Singkatnya, akhirnya kami berangkat juga ke Gunung Sibayak setelah menyaksikan perdebatan alot selama 2 jam. Cerita lengkap perjalanan kami ditulis dengan indah, canggih dan elit oleh Paulina di sini. Saya tetap mensyukuri karena walaupun Gunung Sibayak, secara teknis kami tetap trekking alias benar-benar jalan kaki mulai dari rumah Randi hingga ke atas gunung dan pulangnya, ditambah lagi kami masih tetap harus jalan kaki ke sebagian besar destinasi-destinasi lainnya karena tidak menemukan angkutan umum.  

Perjalanan dua hari itu rencananya akan kami tutup dengan tambahan sehari untuk bersenang-senang menurut kebiasaan para professional muda (versi Paulina), yaitu karokean, makan-makan mahal, fitness dan menginap bertiga di hotel agak mahal di Medan. Namun sebelum terlaksana, saya  memanfaatkan hak veto saya seluas-luasnya dengan lebih dulu menolak dua ide terakhir karena kurang ekonomis.

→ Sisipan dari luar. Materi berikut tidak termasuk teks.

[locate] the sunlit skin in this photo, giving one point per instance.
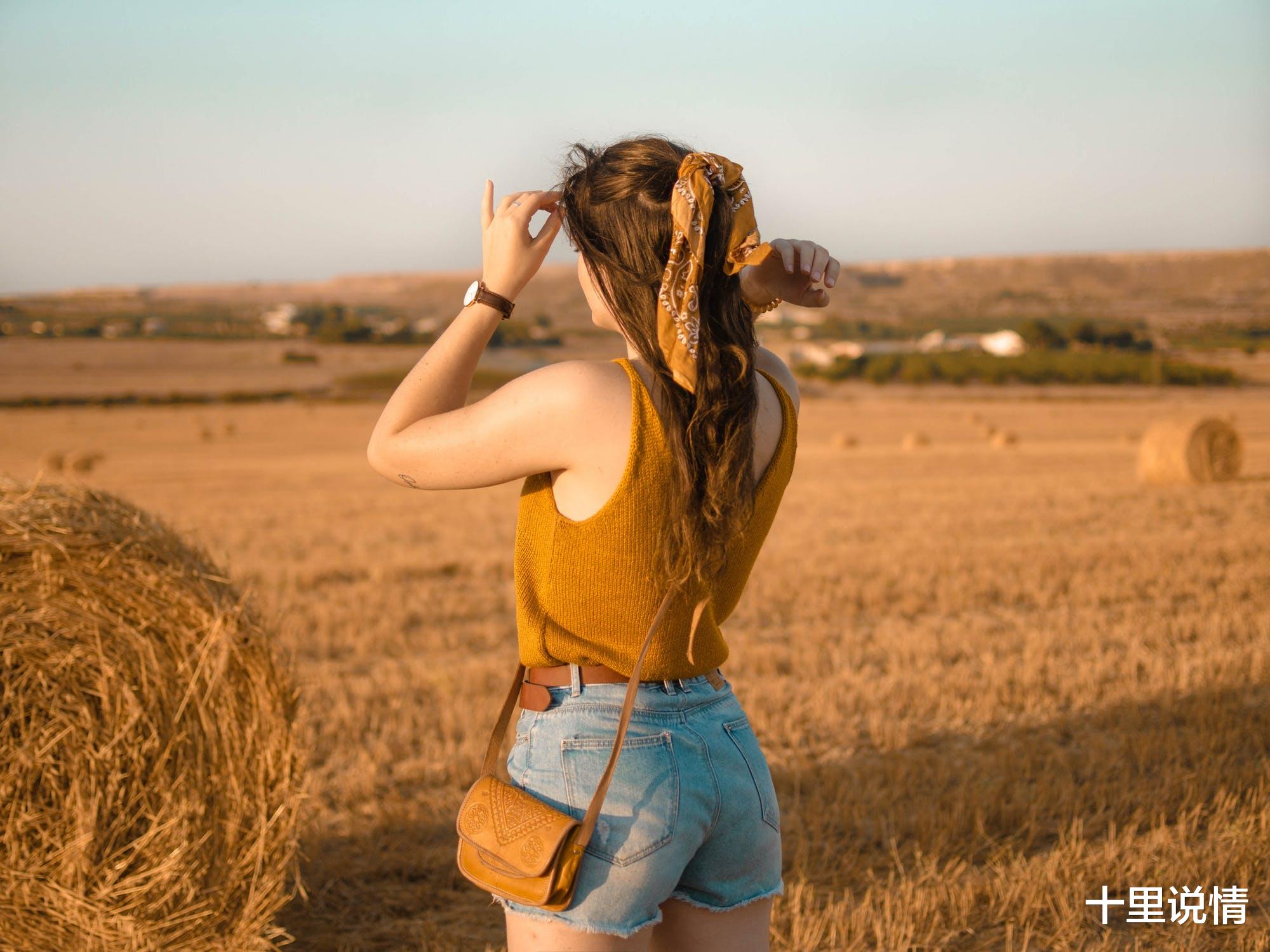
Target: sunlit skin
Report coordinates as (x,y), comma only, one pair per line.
(571,418)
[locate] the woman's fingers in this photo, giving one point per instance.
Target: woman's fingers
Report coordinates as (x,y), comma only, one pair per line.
(820,260)
(487,205)
(815,298)
(549,229)
(806,256)
(787,252)
(507,201)
(534,201)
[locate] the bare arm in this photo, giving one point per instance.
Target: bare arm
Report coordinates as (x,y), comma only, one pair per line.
(426,437)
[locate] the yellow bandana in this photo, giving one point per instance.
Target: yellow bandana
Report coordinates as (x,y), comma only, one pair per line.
(692,204)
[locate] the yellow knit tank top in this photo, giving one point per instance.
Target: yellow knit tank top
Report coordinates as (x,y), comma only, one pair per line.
(587,590)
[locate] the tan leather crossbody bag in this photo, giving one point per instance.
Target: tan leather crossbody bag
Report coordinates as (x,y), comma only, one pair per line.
(514,845)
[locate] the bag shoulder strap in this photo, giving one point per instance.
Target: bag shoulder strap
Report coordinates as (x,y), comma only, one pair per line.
(505,718)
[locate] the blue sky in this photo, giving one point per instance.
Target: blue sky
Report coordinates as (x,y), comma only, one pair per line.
(228,142)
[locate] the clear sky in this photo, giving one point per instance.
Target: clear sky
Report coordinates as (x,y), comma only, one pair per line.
(269,140)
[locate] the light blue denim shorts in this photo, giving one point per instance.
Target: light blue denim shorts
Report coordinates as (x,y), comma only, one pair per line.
(690,813)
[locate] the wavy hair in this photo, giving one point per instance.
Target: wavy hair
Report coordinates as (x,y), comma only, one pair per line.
(617,204)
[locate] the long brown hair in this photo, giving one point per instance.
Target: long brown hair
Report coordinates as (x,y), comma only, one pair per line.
(617,204)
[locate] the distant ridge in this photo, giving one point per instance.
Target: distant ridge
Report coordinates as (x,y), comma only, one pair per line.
(1159,289)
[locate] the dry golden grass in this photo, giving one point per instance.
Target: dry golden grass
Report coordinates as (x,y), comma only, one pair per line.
(149,765)
(987,682)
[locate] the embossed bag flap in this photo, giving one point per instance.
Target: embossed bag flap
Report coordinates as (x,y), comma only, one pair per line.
(515,832)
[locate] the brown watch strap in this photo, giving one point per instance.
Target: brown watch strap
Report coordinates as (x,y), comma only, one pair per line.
(497,301)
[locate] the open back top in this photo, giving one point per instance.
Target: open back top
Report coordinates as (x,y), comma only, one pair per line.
(587,590)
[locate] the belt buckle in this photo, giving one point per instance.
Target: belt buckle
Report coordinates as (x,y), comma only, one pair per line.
(535,697)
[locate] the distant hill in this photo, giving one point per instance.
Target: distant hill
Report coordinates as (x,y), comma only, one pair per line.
(1159,290)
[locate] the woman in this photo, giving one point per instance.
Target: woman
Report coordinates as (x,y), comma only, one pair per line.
(661,468)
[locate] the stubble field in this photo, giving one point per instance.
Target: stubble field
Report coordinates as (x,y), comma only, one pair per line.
(989,681)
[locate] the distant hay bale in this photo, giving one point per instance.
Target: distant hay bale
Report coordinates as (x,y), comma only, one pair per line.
(82,460)
(1191,450)
(912,441)
(149,765)
(53,460)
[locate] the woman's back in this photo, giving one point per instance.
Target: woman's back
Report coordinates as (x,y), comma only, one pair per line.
(587,590)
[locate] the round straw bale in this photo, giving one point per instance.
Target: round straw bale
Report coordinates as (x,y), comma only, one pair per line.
(912,441)
(149,764)
(53,460)
(1191,450)
(83,460)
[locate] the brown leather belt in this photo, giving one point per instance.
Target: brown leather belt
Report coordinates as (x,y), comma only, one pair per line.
(537,697)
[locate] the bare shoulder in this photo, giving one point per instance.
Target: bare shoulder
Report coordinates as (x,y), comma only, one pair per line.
(582,393)
(775,366)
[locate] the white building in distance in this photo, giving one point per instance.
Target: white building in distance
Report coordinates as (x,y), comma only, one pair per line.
(279,319)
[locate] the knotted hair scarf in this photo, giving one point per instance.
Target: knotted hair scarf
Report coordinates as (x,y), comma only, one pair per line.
(692,204)
(678,317)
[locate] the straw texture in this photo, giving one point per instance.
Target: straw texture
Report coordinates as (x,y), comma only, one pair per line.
(149,766)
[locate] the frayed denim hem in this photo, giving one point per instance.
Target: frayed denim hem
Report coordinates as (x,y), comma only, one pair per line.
(685,898)
(547,916)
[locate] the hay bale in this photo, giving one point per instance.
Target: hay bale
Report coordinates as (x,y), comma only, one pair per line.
(1189,450)
(844,441)
(912,441)
(83,460)
(53,460)
(149,766)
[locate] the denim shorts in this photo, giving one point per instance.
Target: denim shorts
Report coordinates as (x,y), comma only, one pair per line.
(690,813)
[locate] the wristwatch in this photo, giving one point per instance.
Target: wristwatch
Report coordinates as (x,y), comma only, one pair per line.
(479,294)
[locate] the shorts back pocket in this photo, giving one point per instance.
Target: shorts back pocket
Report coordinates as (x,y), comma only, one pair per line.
(642,805)
(744,737)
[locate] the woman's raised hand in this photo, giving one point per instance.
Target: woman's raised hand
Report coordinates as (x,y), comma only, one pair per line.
(791,274)
(510,256)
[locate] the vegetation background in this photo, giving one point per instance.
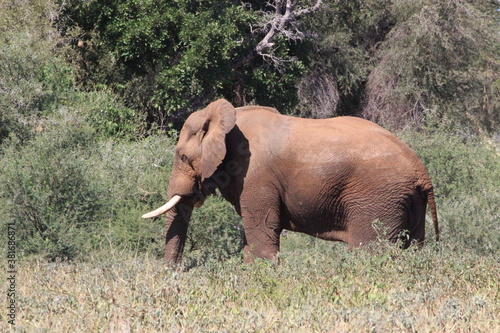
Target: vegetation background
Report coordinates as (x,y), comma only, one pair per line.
(92,94)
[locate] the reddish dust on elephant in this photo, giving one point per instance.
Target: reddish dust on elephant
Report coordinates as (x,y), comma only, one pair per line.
(329,178)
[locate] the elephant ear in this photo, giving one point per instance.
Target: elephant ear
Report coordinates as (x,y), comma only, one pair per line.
(220,119)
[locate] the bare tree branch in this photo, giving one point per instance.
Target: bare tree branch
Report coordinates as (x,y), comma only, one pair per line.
(283,21)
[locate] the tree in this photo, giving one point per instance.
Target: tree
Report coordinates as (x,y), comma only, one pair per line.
(155,54)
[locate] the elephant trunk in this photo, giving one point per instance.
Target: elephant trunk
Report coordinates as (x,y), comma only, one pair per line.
(177,225)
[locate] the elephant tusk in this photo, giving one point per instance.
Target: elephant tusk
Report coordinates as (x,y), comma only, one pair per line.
(165,208)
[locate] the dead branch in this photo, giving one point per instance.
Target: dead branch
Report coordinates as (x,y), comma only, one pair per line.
(283,21)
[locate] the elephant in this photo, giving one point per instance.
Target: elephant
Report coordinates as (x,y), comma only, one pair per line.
(329,178)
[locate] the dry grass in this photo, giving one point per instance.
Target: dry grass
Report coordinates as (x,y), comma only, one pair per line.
(318,287)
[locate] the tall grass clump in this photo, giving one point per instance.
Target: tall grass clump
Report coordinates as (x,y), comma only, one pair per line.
(465,170)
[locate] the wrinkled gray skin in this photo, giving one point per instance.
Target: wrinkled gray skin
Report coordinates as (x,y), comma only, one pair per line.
(329,178)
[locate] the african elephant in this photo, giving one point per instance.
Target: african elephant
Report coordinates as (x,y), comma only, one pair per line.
(329,178)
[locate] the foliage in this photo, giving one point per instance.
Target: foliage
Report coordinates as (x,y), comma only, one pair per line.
(465,172)
(171,66)
(440,56)
(318,286)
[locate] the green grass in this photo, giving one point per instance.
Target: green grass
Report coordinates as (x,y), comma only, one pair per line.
(318,286)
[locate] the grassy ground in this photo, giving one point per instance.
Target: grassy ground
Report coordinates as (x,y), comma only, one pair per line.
(318,287)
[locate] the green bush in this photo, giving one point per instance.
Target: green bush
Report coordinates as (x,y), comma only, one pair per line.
(50,191)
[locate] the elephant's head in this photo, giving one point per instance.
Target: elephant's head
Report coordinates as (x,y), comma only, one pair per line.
(200,150)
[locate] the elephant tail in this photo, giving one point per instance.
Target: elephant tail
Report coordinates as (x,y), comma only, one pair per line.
(432,206)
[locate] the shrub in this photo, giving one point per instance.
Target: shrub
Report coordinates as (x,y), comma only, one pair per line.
(465,171)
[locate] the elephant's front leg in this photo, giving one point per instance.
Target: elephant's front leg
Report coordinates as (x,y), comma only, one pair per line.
(262,234)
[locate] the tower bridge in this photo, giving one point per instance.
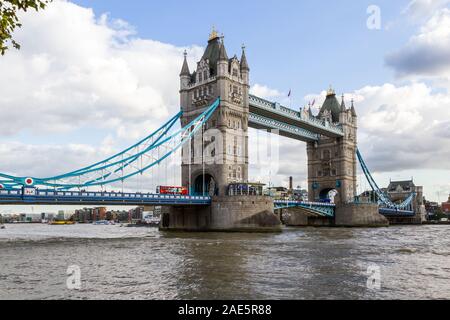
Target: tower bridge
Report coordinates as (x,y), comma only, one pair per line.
(216,112)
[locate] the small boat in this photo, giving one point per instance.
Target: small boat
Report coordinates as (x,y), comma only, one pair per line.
(104,223)
(61,223)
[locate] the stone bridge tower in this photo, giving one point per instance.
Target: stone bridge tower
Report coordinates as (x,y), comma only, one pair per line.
(218,155)
(332,162)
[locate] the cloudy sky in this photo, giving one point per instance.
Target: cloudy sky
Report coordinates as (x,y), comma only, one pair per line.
(94,76)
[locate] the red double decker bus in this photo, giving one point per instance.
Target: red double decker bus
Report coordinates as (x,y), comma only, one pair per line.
(172,190)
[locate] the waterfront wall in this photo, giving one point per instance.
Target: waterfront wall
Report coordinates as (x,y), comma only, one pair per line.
(302,217)
(359,215)
(239,213)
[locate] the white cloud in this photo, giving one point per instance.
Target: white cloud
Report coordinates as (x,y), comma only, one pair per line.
(426,54)
(419,9)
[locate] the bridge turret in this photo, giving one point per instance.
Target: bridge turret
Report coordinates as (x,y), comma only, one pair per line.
(244,66)
(185,79)
(332,161)
(224,150)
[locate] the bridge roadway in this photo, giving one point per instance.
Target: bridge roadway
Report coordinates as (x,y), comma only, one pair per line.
(52,197)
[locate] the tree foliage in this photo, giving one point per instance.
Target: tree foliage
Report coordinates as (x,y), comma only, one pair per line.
(9,20)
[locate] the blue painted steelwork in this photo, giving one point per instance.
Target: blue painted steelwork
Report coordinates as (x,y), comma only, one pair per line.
(396,213)
(323,209)
(129,163)
(260,122)
(37,196)
(276,111)
(383,199)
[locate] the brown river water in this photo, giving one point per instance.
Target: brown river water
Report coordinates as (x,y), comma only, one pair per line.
(142,263)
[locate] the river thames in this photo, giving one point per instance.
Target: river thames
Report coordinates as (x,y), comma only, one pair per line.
(143,263)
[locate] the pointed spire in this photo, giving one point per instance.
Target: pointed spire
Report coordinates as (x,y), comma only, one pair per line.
(353,109)
(244,63)
(310,111)
(214,34)
(222,51)
(185,69)
(343,108)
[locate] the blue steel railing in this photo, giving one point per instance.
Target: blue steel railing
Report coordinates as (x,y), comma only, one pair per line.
(323,209)
(29,195)
(278,125)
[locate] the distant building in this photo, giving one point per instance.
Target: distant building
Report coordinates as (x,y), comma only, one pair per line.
(277,192)
(299,195)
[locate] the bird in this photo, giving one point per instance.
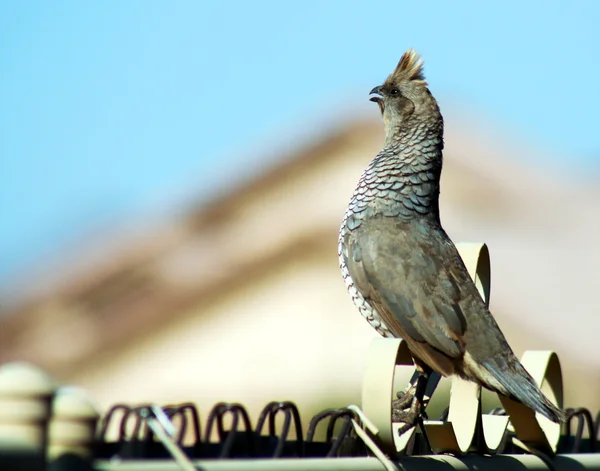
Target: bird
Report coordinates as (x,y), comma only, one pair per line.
(401,269)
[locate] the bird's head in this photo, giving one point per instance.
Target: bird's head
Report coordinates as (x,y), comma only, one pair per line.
(404,94)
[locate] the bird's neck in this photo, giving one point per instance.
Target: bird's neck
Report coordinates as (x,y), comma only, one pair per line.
(406,173)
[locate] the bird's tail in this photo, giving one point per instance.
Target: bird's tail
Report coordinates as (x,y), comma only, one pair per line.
(519,384)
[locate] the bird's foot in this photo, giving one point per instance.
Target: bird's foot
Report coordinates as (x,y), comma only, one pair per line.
(409,417)
(412,397)
(404,398)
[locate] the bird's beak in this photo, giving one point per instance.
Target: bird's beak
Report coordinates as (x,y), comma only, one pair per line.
(376,90)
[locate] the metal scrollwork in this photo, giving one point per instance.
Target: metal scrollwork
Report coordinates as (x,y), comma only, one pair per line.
(465,427)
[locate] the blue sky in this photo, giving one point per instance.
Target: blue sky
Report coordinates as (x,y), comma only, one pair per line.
(108,109)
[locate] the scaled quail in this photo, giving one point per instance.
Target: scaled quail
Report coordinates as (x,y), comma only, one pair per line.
(403,272)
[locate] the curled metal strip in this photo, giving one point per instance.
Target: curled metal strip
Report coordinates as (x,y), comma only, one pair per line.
(290,412)
(227,438)
(584,421)
(344,415)
(109,418)
(188,416)
(466,428)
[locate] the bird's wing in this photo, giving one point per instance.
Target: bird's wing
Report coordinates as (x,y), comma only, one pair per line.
(413,279)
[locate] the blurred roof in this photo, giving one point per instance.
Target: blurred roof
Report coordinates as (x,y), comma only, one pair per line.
(538,224)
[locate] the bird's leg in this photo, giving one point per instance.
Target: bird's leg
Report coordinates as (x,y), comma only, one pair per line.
(410,416)
(404,397)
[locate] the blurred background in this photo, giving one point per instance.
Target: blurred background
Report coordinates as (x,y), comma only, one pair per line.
(173,176)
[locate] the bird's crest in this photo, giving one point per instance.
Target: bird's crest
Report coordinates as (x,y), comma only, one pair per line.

Fitness tidak masuk dalam daftar kesenangan saya, sedangkan menginap di hotel tidak membuat saya merasa lebih berbunga-bunga.  Pada dasarnya semua yang mahal dan gak nguatin kantong tidak saya sukai. Haha.

Sebelum berangkat ke Medan, saya meminta Paulina dan Randi ikut meminta ijin ke Ibu saya, sekedar pemberitahuan saja, saya yakin beliau memberi ijin pergi ke anak perempuannya yang mandiri dan telah dewasa ini. Sepanjang pengenalan saya, Ibu saya cukup moderat mendidik anak-anaknya. Apalagi saya hanya pergi sendiri tidak membawa Peni, adik sekaligus asisten serba bisa dan tangan kanan Ibu saya. Jadi, tidak akan ada adegan replik-duplik-zero-achieved yang makan waktu seperti saat di rumah Randi.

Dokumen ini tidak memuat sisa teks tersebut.